DSD (8) had recently started behaving very strangely, then suddenly piped up about mummy having a 'secret' that she wasn't allowed to tell me. (DSD currently sees mum about once a week but that is only a recent change - prior to this it was much less). I was gentle and didn't pump for info but tried to explain yet again that secrets aren't really a good idea.
I had my suspicions that she might be pg but as we heard no more I gave her the benefit of the doubt that she would have told us if she was, prior to telling DSD.
DSD's behaviour has been getting worse and worse and she had become very emotional and clingy. I had put it down to the fact that I am pregnant and very close to due date which is bound to put her out of sorts.
ANYWAY.
I get a phonecall from my MIL (who still has a reasonable relationship with DSD mum - she doesn't communicate over and above texting with us) to say that mum was 14 weeks pregnant but had found that she had had a miscarriage and baby died at 8 weeks.
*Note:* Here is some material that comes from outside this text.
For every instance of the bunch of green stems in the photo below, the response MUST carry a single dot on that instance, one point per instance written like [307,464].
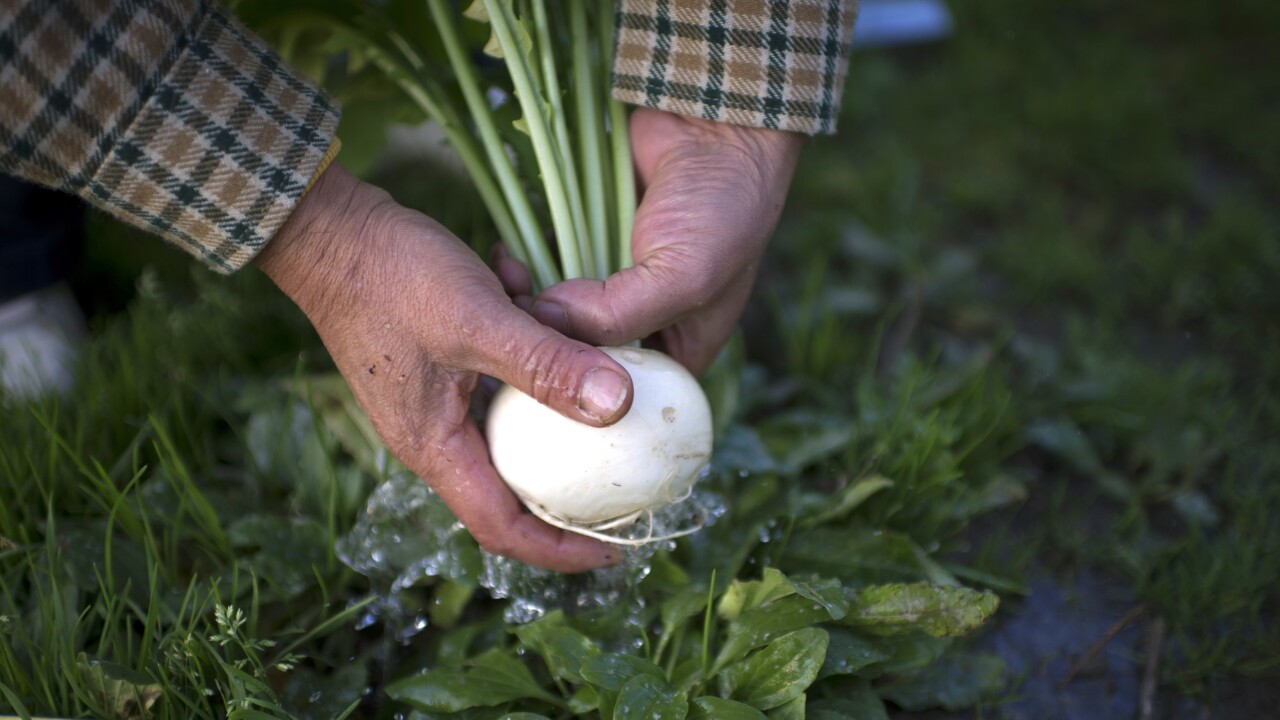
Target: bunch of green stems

She had been to the hospital that day for D&C but still wanted DSD as it was her night for contact.
I feel really weird for a variety of reasons.
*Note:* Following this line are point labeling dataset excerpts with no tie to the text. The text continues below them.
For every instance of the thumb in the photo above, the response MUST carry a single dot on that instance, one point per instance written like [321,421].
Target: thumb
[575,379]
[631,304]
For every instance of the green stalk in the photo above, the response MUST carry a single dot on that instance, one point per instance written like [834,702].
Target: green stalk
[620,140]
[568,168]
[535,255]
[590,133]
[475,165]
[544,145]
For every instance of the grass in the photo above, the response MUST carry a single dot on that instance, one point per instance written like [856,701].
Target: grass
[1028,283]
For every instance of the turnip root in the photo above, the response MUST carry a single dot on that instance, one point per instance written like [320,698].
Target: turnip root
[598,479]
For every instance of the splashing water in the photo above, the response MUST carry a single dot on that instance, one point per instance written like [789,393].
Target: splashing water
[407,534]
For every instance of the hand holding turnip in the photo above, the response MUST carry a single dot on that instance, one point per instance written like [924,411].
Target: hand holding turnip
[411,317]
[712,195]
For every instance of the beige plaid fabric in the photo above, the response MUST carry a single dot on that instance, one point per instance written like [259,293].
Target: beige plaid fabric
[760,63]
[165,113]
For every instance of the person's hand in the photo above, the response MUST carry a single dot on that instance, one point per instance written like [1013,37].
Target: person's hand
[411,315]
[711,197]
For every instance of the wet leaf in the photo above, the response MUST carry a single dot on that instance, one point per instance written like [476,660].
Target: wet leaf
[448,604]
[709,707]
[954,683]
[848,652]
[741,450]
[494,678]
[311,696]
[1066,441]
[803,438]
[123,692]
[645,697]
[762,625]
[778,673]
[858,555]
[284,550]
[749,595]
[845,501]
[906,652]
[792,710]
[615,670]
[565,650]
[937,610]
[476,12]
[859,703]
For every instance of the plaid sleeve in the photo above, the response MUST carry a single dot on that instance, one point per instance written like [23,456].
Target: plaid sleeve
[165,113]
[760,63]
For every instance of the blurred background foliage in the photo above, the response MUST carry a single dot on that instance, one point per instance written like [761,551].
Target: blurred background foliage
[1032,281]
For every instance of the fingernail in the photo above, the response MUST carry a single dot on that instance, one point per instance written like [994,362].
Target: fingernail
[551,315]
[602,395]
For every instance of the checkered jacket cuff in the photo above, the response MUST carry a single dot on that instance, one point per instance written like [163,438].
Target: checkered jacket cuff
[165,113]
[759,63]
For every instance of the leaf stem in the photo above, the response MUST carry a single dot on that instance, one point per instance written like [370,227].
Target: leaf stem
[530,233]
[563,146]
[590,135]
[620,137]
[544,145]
Obviously the human in me feels absolutely devastated for her, it must be horrific.
But then I feel so SO SO angry that she would expect DSD to keep this a secret, when it will obviously stir up so many emotions for her - why will the new baby live with mummy when I can't? etc - and that she didn't think it was appropriate to warn us about it, particularly as we had expressed to her that we were worried about recent emotional changes...
And now, she will have to explain to DSD that the baby has died, putting her through that.
Another part of me (and I recognise that this is really nothing to do with me) just can't believe that she would be so stupid as to get pregnant again, when she cannot even parent the child she already has - she doesn't turn up to plays, parties, anything and literally has NO parenting role in her life over and above very basic contact where she can't even be bothered to provide basics like pants.
So there re loads of emotions going on here.
Fundementally I just cannot believe she has put this emotional pressure on DSD by giving her a secret of this magnitude...
can you please help me put my thoughts in order and rationalise it a bit? I want to have a clear head to support DSD when she is ready to talk about it.